Fig. 56.
Fig. 57.
Fig. 58.
Fig. 59.
The Bend is drawn from the dexter chief to the sinister base (Fig. 57), and is sometimes accompanied by a smaller bend on either side, when it is said to be cotised and must so be distinctly described, as arg. a bend cotised sa.; if, however, the cotises were of another tincture to the bend the blazon would be, for instance, arg. a bend sa. cotised gu., that is, a black bend between two smaller red ones on a white shield. The word cotise is also used for other diminutives that accompany their ordinaries on either side, and there are instances of shields being said to be cotised by their supporters. Where two or more bends of equal width occur they are called bendlets, and when they are raised above their normal position as in the Arms of Byron and of Birmingham they are said to be enhanced.
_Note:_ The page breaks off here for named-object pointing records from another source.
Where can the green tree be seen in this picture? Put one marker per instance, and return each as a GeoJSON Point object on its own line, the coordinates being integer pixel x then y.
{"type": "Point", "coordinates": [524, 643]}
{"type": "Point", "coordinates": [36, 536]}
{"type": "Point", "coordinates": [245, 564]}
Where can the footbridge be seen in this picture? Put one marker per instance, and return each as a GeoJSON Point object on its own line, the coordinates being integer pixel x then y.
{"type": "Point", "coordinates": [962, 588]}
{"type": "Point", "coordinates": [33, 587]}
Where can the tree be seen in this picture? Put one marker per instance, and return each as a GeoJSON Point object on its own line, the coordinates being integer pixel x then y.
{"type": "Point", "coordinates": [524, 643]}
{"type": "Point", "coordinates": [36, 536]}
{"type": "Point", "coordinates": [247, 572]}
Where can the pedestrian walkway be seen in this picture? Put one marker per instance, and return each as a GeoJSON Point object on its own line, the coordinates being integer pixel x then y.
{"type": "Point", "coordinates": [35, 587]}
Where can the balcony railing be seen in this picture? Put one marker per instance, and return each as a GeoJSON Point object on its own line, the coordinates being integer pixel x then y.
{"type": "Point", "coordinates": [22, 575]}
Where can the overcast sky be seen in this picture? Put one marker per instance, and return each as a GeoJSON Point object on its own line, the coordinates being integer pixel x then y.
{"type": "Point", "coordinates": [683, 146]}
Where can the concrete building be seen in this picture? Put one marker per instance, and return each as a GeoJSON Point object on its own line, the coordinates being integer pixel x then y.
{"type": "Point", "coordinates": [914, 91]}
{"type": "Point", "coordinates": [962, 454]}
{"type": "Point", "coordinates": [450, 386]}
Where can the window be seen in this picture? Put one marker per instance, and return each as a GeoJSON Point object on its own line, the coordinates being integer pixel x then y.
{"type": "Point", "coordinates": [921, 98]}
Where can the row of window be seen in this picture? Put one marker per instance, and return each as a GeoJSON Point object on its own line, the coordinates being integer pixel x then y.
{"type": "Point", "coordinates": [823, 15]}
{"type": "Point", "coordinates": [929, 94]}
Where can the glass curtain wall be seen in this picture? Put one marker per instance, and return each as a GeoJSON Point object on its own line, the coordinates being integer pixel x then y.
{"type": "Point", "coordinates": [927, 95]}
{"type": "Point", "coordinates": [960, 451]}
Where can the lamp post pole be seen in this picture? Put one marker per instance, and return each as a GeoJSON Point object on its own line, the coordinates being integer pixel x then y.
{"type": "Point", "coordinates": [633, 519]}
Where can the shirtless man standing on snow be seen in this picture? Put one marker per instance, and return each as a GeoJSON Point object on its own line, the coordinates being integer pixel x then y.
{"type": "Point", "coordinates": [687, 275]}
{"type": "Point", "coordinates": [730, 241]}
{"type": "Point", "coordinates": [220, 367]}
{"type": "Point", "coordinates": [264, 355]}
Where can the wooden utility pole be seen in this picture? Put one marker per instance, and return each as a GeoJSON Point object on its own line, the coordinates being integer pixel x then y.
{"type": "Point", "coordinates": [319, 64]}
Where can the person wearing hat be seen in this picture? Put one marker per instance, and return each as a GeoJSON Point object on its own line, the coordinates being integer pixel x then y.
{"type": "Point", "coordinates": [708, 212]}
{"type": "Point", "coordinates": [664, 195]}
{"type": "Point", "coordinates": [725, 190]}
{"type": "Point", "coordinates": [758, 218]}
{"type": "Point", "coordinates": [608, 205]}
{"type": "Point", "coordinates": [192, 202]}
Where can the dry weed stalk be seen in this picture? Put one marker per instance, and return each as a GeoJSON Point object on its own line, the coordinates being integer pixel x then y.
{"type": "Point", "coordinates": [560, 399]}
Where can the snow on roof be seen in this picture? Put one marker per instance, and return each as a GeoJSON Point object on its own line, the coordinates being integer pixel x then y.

The Bend-sinister is a bend reversed; that is to say, descending from the sinister chief to the opposite base; indeed, it sometimes occurs in wood-carving merely by reason of the carver having inadvertently turned his tracing over. The bend-sinister is sometimes used as a mark of illegitimacy. One of its diminutives, the Baton (a small bend-sinister, whose ends stop considerably short of the edges of the shield), is especially used with this intention. A bend-sinister is not necessarily a mark of illegitimacy. The old heralds indeed do not seem to have marked a coat in this way in order to hold up its bearer to obloquy, but simply employed the ordinary as a difference.